President Reagan cannot count on House Democratic support for a budget compromise unless he acknowledges that he is changing course and agrees explicitly to a deal, House Budget Committee Chairman James R. Jones (D-Okla.) said yesterday.

"I'm not going to put my Democrats in a position of trying to be responsible and then getting caught in the crossfire," Jones told a reporter in what amounted to yet another problem for the administration and congressional Republicans in moving Reagan's latest budget proposals through Congress.

Reagan's proposed new budget cuts, which he says are essential to hold down the deficit, have met with resistance even in his own party. Senate Republicans, who have been leading the search for a compromise, regard Jones as critical to success, and Senate Budget Committee Chairman Pete V. Domenici (R-N.M.) told reporters earlier yesterday that any strategy for packaging budget revisions may well hinge on Jones' cooperation.

Jones, who was burned twice earlier this year when the administration insisted at the last minute on its own alternative to Democratic-drafted budget cuts, said he was willing to cooperate only so long as the administration commits itself in advance.

Unless Reagan "acknowledges he has to change course" and "signs off" on any compromise, "it won't fly" in the Democratic House, said Jones.

Faced with heavy opposition to more painful budget cuts this year, even congressional Republicans are at odds over how to handle Reagan's proposal last month for about $115 billion in spending reductions and revenue increases by 1984. After a rancorous session that produced no agreement Tuesday, House and Senate GOP leaders plan to meet again today.

"If we really wanted to be nasty," said a House Democratic budget aide, noting the Republicans' anguish over Reagan's proposals, "we'd pass the president's budget as it is and see how they'd react."

At a breakfast with reporters, Domenici warned that, without the budget revisions that Reagan wants, the cumulative deficit over the next three years is likely to reach or exceed $200 billion and make the president's goal of a balanced budget by 1984 "very difficult" to achieve. Senate Budget Committee figures indicate the cumulative deficit could reach $250 billion if administration projections prove too optimistic, according to a committee staffer.

The administration's latest official projection is about $180 billion for the three years, although officials acknowledge it is probably "optimistic" in light of the current recession.

The important thing is not so much a precise formula for a balanced budget, said Domenici, but an overall strategy to bring future years' deficits under control.

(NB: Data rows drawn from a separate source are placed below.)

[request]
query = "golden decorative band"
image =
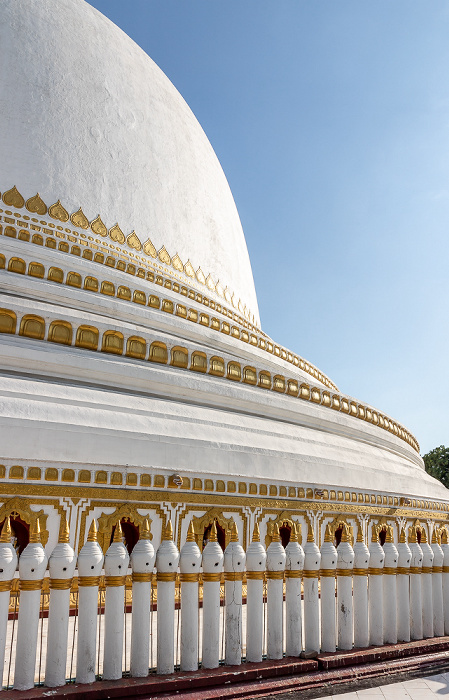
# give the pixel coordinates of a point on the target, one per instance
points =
(114, 581)
(61, 584)
(275, 575)
(170, 576)
(293, 573)
(142, 577)
(210, 578)
(255, 575)
(85, 581)
(31, 585)
(233, 575)
(327, 573)
(189, 578)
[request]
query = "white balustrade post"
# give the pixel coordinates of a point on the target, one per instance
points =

To meet Reagan's three-year targets, Domenici suggested cuts of $20 billion to $25 billion from appropriations, and $30 billion to $40 billion from entitlement programs, with the rest made up from revenues. Domenici's proposal--and others under consideration in Congress--anticipate less in spending cuts and more in tax increases than Reagan proposed last month.

The entitlement and revenue targets that Domenici outlined would be anticipated in a second budget resolution later this year, with instructions to committees to make the actual changes next year. However, Domenici acknowledged that even the budget resolution may have to be put off until early next year.

Domenici rejected the idea of any rollback of the recently approved tax cut for 1982 or 1983 but said a deferral of the tax cut for 1984 might be considered "at the bottom" of the list of options for raising more revenue.

Domenici said he was willing to consider excise tax increases, and Senate Finance Committee Chairman Robert J. Dole (R-Kan.) said higher excise (sales) levies on cigarettes and alcohol, along with less in the way of tax deductions for consumer interests, are "real options" for the next three years. While action would not come until next year, Dole said, he anticipates the tax increases would take effect "no later than April 1."